While a spokesman for the Washington Farm Forestry Association said a review of the rules was “well-intentioned,” the association’s Ken Miller said at an Olympia hearing prior to the Forest Practices Board’s decision that the process had been rushed and was an “overreaction” to the Oso tragedy and would create a disincentive for private forestland owners to harvest timber.
No doubt there will be some owners of private forestlands who will find the new requirements for additional data to be too expensive or time-consuming to make harvest of timber on some lands feasible. But ownership of property isn’t a guarantee of income and it comes with an implied contract for responsible use.
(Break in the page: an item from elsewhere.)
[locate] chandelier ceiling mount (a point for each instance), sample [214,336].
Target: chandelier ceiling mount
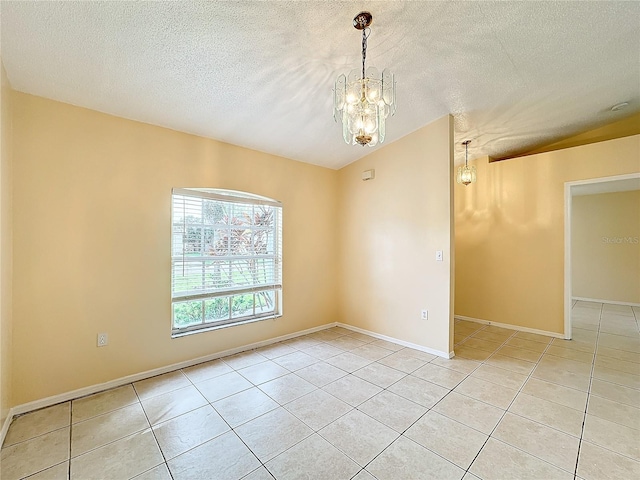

There are other options for land that is deemed inappropriate for logging, including application for conservation easements that would cut the property taxes for land taken out of resource production.
In late October, 10 families, representing 14 of those who died in the Oso landslide, filed suit in King County Superior Court against Snohomish County, the state and an owner of forestland who had logged in the area, citing a failure to recognize dangers and take steps to protect lives and property, as Herald Writers Scott North and Rikki King reported on Oct. 27.
Simply put: The decision by the Forest Practices Board was neither rushed nor an “overreaction.” The rule changes seeking more information before ruling on a logging permit represent the state taking reasoned steps to promote resource production while protecting public safety.
At the same public hearing where the new rules were called an over-reaction, another industry group, the Washington Forest Protection Association, which promotes sustainable forestry, suggested the board consider the rule changes in the interim, so amendments can be made as may be necessary before they are made final in August. The board agreed.
Even so, the association’s Karen Terwilliger, said it was time to act.
“We understand the importance of dealing with this issue now,” she said.